ISP and professionalismProfessionalism will count significantly in your ISP grade.  Key components of professionalism include:

  • maintaining good, regular, quality contact with me via emailed journals;
  • responding to queries, requests for clarification and elaboration, and feedback;
  • completing interim work products on time as you maintain steady progress toward successful completion of the ISP.

Weekly journal submitted via email:  You will be submitting journal entries about your internship experience to your TWC program supervisor on a regular basis.  You should copy me on those entries, and add a personal post script to me each week that discusses what progress you have made on the independent study.

Topic selection:  You should initiate email conversations with me in the first week or two of the semester to propose possible topics for your ISP.

Talk with the folks at your internship site about your ISP to get the ball rolling.  Pick their brains about the hot topics the office is dealing with, the special areas of expertise that exist within the staff, and the readily available materials to which you will have access.  Maybe you will find a special project that has been waiting for someone like you to come along.  Whatever you propose, it has been my experience that projects which focus on a dimension of the work your office is already involved in will provide you with the most productive and rewarding independent study experiences.

Methodology:  Here are just three possible approaches that your ISP could take.

  • Comparative analysis: Compare two or more entities (e.g., states, countries, businesses, government departments, etc.) that are roughly equivalent. Be sure to explain why you can compare the entities you do, and what flaws there might be in this approach.
  • Longitudinal analysis: Follow one policy, entity, or population through a specific time-period. This is especially useful when there is an identifiable “intervention” between the beginning and the end of your study. For example, PA used to require motorcyclists to wear helmets, and now they don’t. Tracking the accident experiences of motorcyclists over time (seriousness of injury; rate of fatality) would help you begin to figure out what impact helmet use has on accident outcomes.
  • Case study: A case study is used to explore one particular entity or policy in great depth.
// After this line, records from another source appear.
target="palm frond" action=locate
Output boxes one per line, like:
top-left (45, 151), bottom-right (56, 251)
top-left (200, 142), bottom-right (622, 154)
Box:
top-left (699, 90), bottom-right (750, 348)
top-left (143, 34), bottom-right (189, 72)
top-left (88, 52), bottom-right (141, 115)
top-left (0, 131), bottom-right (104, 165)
It should cover the history of the subject matter in some detail.

Project development:  Once you have settled on an approved project title, you should compose a brief synopsis and a rationale for why working on this particular topic will constitute a productive use of your time.  You should also outline the project in detail, annotating the materials you plan to use (e.g., personal interviews, records, reports, and other data) along the way.  Submit the synopsis and outline to me via email.

On-site visit:   I will pay you a visit sometime during the middle weeks of the semester, during which time you should be prepared to:

  • Brief me on the progress you have made on the independent study project, to date (include your topic and thesis, rationale, methodology, sources, challenges, and expected outcomes);
  • Provide me with a one-page memo at that time to guide the discussion (use the standard memo format used at your internship site);
  • Provide a short tour of your internship site (if this is not too disruptive to the operations of the office);
  • Set up a short meeting with you, me, and your site supervisor (this is not required — we will do this only if your supervisor is interested and able to meet; the meeting could range from a simple introduction, to an informal chat of 15 minutes or so, depending on schedules).
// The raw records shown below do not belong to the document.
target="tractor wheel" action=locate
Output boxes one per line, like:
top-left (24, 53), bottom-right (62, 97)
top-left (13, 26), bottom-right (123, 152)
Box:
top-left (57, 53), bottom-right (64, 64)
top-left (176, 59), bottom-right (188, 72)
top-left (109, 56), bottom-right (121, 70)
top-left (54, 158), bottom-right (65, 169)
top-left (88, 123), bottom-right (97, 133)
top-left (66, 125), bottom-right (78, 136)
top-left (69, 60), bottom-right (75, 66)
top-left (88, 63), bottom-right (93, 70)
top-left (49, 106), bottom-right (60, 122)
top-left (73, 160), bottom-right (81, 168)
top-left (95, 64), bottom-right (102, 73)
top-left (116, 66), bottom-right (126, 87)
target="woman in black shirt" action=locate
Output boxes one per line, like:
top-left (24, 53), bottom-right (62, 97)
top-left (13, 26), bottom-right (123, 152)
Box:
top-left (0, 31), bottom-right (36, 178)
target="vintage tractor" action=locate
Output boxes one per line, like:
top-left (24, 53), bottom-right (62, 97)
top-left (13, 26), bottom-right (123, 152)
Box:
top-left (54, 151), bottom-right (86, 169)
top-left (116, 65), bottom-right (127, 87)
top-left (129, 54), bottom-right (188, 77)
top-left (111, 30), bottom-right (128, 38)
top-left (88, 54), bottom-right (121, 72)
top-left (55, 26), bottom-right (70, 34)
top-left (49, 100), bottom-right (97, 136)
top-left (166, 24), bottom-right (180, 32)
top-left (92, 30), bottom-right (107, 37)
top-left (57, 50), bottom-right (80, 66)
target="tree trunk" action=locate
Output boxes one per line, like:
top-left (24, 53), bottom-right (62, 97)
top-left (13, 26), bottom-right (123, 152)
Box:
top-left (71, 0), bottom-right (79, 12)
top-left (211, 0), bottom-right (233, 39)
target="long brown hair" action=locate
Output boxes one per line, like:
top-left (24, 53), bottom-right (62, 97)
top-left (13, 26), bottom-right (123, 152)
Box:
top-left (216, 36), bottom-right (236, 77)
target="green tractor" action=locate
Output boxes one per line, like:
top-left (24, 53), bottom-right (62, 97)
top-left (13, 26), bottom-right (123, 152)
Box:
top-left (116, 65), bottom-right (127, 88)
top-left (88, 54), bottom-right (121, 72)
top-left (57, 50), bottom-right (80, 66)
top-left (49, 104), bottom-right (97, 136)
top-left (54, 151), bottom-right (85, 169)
Project completion:  Your project should begin to shape up nicely in the closing weeks of the semester.

  • Send a draft of the project no later than 2 weeks prior to the completion of your internship
  • Send the final work product in to me by the last day of the internship progrm.

Debriefing: Set up a debriefing with me here at Dickinson when you arrive back on campus to discuss your ISP, specifically, and the TWC experience more generally.